Michel RAISON est député UMP du Doubs, membre de la Commission des affaires économiques et vice-président du groupe d’étude agro-alimentaire et filière agricole de l’Assemblée Nationale.


La position de l’UMP sur les OGM telle qu’exprimée lors de la Convention sur l’agriculture et le monde rural, octobre 2006 : http://www.u-m-p.org/site/index.php...

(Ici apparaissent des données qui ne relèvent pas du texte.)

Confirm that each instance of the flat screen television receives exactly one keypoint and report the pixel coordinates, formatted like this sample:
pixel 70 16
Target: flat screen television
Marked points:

Et à gauche, ça se passe comment ?


Le 5 février, le bureau national du Parti socialiste se déclarait opposé au projet de loi tel qu’adopté au Sénat. Ce communiqué dénonce la pression des grands semenciers sur les sénateurs et reconnaît l’impossibilité de la coexistence effective des cultures. Mais à l’instar de l’UMP, l’unanimité n’est pas de mise au PS. On murmurait mi-janvier que comme sur beaucoup de sujets, le PS était “partagé sur les OGM”. En effet, plusieurs députés PS sont ouvertement favorables aux OGM, comme Jean-Yves le Déaut, député de Meurthe-et-Moselle, qui a manifesté à plusieurs reprises sa volonté de voir les OGM se développer en France.
En ce qui concerne le parti communiste, il a déposé au Sénat une motion demandant le non-examen du projet tel que rédigé “en raison de la présence de risques et de l’absence de bénéfices pour la santé publique, l’environnement, la biodiversité et la sécurité sanitaire que présentent les organismes génétiquement modifiés”.
Quant aux Verts, leur position est connue : au Sénat, ils ont défendu pied à pied la protection des apiculteurs, des productions sans OGM, et de l’environnement. Pour eux, les amendements adoptés au Sénat “dénaturent le projet de loi déjà bien faible du gouvernement”.